The year 2007 saw three election events; Parliament elections in April, a referendum on the President in May and local government elections in August, all of which saw the absence of proper democratic measures and standards.
The Ba’th party’s lot in Parliament is 134 out of a total of 250 seats, and with its ally; the marginal National Progressive Front Coalition, it enjoys 172 seats. This leaves to the rest of the Syrian people less than 80 seats or so (independent), most of whom are either the newly rich who share strong ties and relationships with security officers and major figures within the regime.

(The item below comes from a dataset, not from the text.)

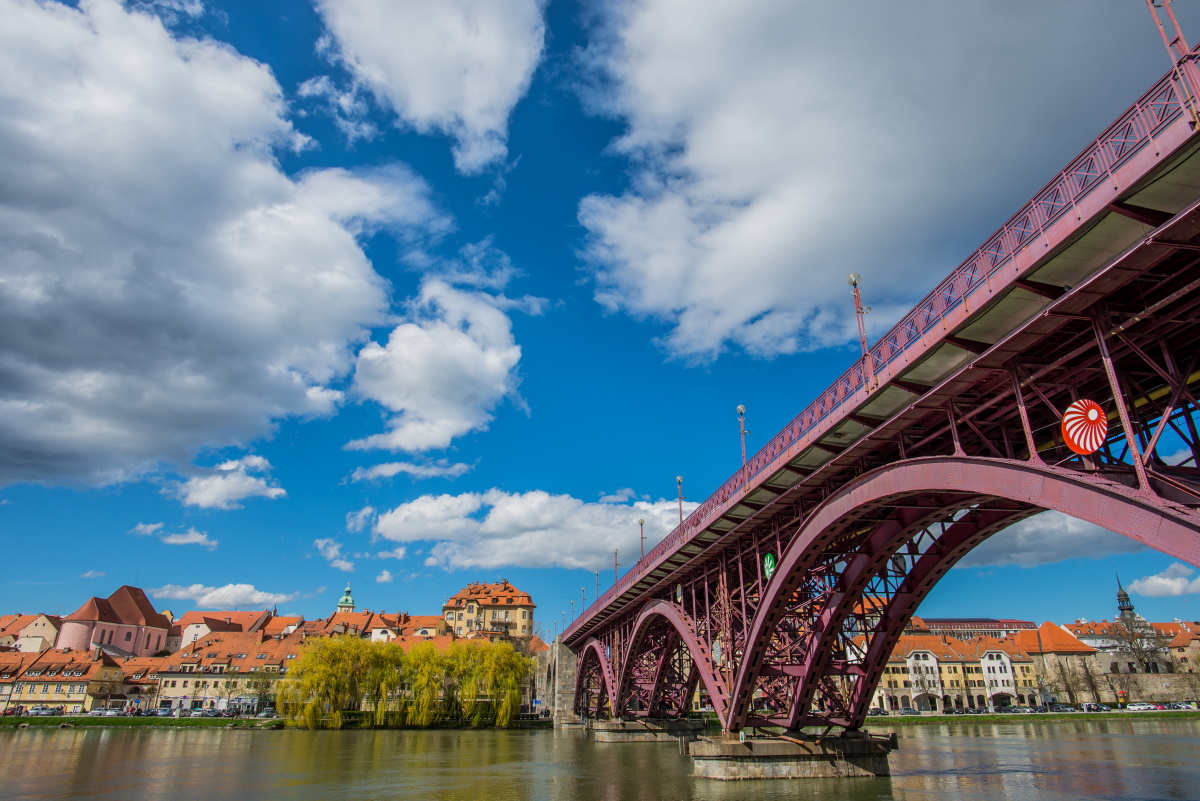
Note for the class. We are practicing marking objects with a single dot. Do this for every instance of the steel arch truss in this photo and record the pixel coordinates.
(861, 564)
(594, 681)
(665, 662)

As a result of the absence of any real democratic competition and with the share of the Ba’th party and its allies guaranteed, Syrians demonstrate a deep and considerable sense of apathy. At a time when the regime carried out a number of measures in order to raise the numbers of voters, including holding elections on working days and punishing government employees who’s ID cards show that they have not voted, numbers have failed to rise above the 10% mark in all three election campaigns. However, this did not deter the Ministry of Interior from declaring the numbers at 97% for the referendum on the President, 35% for the Parliament elections and 49% for the local government elections.
The referendum on the President lacks the bare minimum conditions of democracy, as no one is allowed to nominate themselves, as nominations can only be made by the higher strands of the ruling Ba’th Party which has a complete monopoly over state and society by virtue of Article 8 of the Constitution, designed especially by the former President Hafez al-Asad in 1973, and does not allow for anyone to stand for the position of President.
What was worse was that a number of citizens were arrested after the referendum on the President and disappeared in a variety of prisons and interrogation centres, including Misbah Ala’iddin from the village of Bisnada in Latakia after casting a ‘no’ vote in the referendum.
A number of journalists who covered the referendum were attacked by security officials and were ordered out of the country immediately, including the Iraqi correspondent Saif al-Khayyat from JJ Japanese media agency who was arrested, abused and subjected to sever torture before being ordered out of the country.
SHRC documented many cases in which citizens were coerced and forced, either individually or collectively to vote with a ‘yes’ in the referendum. SHRC also documented a large number of cases in which ID cards (lost or replaced) were issued in order to ensure dubious castings. A number of agents for the independent candidates in both the parliament and local elections stated that they had been ordered to leave the polling hall a full hour before polling closed, which casts doubts over whether papers were replaced. Also the private voting booth was discarded during the referendum, and reports confirm that security officials stood over ballot boxes to ensure the vote was a ‘yes’, and to report the names of those who cast a ‘no’ vote, so that they could be persecuted later.
Syrian authorities refuse to allow any party, public or international, to monitor elections and ensure their fairness and transparency. The authorities also refuse to accept any appeals or protests pertaining to the elections. It is noteworthy that all denominations of the Syrian opposition boycotted the elections due to the total absence of any standard of democratic notion, as well as fairness, transparency and freedom as a result of the Ba’th party’s right to the majority vote by virtue of the constitution.